THE LEFT-FIELD OPTIONS
Selectors George Bailey, Tony Dodemaide and Andrew McDonald have a way of thinking outside the box. As such, there’s a possibility Australia won’t be looking for an opener at all.
An option with some merit is having dashing left-hander Travis Head promoted to open the batting, and finding a replacement at No.5 instead. Head is a similar batter to Warner with both being aggressive left-handers who like to put the pressure back on the bowler early. Like Warner, he’s struggled away from home, but he was named player-of-the-Ashes last summer for his 357 runs at 59.50. He doesn’t open the batting for South Australia, but has done so 15 times for Australia in ODI cricket with great success. That will become 16 on Thursday.
If there was a spot to fill at No.5, it opens things up to a new wave of contenders. Last year’s topscorer in the Shield, Peter Handscomb is one. He made 697 runs at 49.78 and is off with a bang this season, too, with 544 runs at 108.8.
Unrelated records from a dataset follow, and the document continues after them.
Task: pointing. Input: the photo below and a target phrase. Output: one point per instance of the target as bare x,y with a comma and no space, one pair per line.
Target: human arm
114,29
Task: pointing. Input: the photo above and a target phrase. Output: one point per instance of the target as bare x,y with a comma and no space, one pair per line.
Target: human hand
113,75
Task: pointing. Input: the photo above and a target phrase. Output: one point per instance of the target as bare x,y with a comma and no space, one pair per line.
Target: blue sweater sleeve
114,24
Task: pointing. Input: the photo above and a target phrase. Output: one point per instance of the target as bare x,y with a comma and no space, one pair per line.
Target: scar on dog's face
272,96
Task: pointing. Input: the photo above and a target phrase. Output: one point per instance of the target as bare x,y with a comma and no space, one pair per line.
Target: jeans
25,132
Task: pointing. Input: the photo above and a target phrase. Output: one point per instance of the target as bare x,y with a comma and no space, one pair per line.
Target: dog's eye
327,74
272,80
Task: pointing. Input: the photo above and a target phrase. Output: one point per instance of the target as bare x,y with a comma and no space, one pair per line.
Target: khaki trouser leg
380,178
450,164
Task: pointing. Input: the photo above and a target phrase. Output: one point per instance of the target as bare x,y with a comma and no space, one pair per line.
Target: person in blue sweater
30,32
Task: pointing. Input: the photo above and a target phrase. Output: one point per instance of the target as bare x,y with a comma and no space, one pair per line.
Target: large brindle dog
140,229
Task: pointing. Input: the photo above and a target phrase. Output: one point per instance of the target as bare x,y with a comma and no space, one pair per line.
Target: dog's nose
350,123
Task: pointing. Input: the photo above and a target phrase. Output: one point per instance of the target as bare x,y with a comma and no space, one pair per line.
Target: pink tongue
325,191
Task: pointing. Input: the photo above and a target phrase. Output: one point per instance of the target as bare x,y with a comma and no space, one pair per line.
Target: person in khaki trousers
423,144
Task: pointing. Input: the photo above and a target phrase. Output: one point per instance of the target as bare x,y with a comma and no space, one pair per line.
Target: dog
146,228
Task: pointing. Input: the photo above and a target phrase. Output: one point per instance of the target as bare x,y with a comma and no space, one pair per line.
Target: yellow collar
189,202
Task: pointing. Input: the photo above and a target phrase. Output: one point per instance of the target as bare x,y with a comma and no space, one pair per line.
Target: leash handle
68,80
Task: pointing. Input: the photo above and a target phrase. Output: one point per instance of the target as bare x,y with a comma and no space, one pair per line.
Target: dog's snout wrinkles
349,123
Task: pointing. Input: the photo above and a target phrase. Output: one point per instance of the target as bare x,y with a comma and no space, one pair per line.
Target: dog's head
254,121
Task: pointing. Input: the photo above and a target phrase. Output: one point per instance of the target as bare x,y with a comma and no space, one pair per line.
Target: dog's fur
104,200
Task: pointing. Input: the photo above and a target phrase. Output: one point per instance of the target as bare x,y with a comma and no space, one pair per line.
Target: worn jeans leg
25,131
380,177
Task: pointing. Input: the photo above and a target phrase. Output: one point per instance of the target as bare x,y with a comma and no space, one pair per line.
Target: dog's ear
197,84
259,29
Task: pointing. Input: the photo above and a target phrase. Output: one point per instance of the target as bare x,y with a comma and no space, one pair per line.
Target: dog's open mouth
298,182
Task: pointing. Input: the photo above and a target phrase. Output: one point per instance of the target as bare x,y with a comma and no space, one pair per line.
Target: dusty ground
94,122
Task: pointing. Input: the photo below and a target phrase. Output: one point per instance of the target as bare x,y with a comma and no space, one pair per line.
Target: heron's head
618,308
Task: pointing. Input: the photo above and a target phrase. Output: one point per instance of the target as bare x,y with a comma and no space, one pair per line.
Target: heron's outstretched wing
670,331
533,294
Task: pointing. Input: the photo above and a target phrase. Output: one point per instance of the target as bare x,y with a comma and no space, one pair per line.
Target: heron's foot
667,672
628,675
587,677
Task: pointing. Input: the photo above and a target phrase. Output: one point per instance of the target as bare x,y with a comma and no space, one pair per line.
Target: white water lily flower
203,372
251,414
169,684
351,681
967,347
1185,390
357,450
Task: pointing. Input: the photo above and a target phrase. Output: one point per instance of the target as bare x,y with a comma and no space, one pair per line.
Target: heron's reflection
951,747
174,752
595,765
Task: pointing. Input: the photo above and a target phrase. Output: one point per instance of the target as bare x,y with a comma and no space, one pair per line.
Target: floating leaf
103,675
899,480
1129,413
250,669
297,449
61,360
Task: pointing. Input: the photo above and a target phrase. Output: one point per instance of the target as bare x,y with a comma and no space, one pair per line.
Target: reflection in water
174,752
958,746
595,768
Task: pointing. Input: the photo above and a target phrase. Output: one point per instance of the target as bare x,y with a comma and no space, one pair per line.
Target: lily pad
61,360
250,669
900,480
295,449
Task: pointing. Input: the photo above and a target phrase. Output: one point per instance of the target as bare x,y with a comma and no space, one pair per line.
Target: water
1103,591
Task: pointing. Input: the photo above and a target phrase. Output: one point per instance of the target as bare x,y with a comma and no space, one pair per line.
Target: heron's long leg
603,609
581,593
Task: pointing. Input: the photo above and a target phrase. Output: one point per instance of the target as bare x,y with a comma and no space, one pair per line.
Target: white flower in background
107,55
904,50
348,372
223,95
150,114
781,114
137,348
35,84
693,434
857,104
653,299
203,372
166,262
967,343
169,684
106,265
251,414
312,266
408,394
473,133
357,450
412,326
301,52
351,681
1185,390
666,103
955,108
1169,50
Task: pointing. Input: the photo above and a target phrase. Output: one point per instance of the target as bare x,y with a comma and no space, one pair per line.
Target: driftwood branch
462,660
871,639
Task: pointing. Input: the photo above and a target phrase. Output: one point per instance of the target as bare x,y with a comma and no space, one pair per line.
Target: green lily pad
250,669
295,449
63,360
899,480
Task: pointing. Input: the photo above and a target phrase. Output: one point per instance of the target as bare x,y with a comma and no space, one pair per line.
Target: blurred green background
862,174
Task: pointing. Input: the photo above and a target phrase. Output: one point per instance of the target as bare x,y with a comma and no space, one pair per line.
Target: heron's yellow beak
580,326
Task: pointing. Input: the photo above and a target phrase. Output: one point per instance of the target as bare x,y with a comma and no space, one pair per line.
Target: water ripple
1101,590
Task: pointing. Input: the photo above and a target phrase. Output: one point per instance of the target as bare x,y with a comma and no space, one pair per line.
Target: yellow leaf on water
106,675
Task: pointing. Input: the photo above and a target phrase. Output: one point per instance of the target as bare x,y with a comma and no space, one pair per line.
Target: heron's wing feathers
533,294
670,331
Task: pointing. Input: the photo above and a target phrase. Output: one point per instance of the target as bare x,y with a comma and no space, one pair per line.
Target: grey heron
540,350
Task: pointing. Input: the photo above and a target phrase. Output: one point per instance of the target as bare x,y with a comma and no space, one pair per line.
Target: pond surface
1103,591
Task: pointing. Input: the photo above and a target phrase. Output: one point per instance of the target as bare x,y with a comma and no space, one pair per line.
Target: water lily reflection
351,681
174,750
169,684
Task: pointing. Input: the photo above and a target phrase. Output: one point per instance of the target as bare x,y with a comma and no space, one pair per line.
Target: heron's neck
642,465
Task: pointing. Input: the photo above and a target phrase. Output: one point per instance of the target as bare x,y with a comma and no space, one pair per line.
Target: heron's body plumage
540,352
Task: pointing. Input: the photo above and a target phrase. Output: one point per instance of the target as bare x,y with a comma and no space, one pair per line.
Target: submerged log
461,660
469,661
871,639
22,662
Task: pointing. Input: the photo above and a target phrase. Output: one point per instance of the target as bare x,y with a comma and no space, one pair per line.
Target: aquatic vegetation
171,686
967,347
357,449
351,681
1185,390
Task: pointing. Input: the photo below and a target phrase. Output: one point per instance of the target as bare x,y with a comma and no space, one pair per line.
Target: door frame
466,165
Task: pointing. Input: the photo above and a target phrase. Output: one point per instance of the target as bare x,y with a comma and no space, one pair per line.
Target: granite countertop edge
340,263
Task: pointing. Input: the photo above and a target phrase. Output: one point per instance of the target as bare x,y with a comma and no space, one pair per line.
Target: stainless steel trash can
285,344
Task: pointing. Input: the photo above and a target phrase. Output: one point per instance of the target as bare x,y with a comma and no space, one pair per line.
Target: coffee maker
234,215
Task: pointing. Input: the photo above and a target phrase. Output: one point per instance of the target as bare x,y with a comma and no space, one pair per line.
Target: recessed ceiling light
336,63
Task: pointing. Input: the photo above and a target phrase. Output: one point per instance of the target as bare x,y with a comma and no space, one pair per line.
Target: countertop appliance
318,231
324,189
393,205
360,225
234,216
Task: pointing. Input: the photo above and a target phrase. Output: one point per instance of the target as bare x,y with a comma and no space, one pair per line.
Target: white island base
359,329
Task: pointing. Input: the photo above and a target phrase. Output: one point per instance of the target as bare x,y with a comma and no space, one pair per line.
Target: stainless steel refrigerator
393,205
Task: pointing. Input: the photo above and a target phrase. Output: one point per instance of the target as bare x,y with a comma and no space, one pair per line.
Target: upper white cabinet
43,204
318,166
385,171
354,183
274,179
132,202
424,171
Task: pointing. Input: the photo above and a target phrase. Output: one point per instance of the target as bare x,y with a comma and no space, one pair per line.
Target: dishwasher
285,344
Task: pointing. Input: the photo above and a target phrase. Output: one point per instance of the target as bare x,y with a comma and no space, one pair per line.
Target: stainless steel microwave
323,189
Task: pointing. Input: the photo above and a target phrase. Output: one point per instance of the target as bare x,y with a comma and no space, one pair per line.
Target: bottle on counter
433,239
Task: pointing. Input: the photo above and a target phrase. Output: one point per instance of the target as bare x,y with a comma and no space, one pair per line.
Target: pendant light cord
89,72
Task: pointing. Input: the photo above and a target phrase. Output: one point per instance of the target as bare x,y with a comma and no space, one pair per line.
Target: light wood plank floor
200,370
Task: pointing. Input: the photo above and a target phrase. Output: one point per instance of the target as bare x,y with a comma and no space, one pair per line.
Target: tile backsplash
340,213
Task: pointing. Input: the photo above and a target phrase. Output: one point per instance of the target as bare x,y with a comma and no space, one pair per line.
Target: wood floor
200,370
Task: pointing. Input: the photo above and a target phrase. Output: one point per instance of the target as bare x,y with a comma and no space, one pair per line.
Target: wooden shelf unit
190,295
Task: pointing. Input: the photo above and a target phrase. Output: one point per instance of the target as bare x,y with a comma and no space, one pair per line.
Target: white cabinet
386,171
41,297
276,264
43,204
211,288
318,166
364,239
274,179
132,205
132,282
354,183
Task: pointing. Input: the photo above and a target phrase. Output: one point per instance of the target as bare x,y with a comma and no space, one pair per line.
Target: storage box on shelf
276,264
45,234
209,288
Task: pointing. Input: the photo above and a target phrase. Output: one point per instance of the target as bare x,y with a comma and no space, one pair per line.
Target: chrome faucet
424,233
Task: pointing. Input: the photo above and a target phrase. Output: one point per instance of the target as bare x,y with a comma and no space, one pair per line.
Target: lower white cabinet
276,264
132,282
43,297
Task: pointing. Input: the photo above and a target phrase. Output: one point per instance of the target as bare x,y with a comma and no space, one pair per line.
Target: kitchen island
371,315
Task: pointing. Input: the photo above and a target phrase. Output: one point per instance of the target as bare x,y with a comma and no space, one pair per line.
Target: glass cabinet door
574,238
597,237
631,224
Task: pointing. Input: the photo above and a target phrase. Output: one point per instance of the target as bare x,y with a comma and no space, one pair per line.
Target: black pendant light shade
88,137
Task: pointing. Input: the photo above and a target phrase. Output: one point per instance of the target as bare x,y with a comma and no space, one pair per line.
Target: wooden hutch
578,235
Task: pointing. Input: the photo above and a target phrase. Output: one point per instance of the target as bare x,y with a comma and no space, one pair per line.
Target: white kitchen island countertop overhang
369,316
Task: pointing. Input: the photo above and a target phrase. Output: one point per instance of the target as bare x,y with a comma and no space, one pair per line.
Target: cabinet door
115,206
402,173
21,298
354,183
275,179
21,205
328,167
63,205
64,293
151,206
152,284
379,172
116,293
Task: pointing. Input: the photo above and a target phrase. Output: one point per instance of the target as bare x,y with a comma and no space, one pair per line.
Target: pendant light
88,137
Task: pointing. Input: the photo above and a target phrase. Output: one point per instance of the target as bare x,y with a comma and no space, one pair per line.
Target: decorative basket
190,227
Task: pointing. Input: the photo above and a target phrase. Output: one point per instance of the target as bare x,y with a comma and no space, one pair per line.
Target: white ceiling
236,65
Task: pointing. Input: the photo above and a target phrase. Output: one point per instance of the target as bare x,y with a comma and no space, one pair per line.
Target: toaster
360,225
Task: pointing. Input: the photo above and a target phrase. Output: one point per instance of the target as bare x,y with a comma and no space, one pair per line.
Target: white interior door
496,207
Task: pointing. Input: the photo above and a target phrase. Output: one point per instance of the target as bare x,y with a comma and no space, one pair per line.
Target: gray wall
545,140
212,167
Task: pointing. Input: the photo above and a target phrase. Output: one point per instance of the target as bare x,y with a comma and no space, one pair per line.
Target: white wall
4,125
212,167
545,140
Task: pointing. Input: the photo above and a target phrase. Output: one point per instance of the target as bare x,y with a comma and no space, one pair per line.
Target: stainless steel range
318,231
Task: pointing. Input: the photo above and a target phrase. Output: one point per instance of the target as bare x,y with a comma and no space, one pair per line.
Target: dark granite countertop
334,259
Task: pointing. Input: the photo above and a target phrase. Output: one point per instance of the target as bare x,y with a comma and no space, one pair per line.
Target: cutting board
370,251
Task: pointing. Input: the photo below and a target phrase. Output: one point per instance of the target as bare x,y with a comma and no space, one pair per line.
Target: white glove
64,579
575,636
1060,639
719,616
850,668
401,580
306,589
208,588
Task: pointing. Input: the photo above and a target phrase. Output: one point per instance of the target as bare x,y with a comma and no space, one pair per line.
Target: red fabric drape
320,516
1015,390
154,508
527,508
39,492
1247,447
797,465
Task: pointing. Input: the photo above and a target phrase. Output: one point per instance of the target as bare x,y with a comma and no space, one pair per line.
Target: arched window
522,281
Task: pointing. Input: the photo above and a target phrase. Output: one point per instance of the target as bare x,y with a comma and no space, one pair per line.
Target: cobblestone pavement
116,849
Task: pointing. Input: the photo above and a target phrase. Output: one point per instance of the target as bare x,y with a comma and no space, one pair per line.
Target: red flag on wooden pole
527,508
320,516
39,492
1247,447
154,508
Renshaw could also be an option at No.5 having batted there previously for both state and country. Then there’s Kurtis Patterson, whose two Test innings includes an unbeaten 114 batting at No.6. The 29-year-old is averaging 53.80 this season and feels deserving of another crack if an opportunity was to arise.
And don’t forget Mitch Marsh. He hasn’t played red ball cricket in almost a year but, at 31-years-old, he feels like he’s better prepared than ever to play Test cricket again.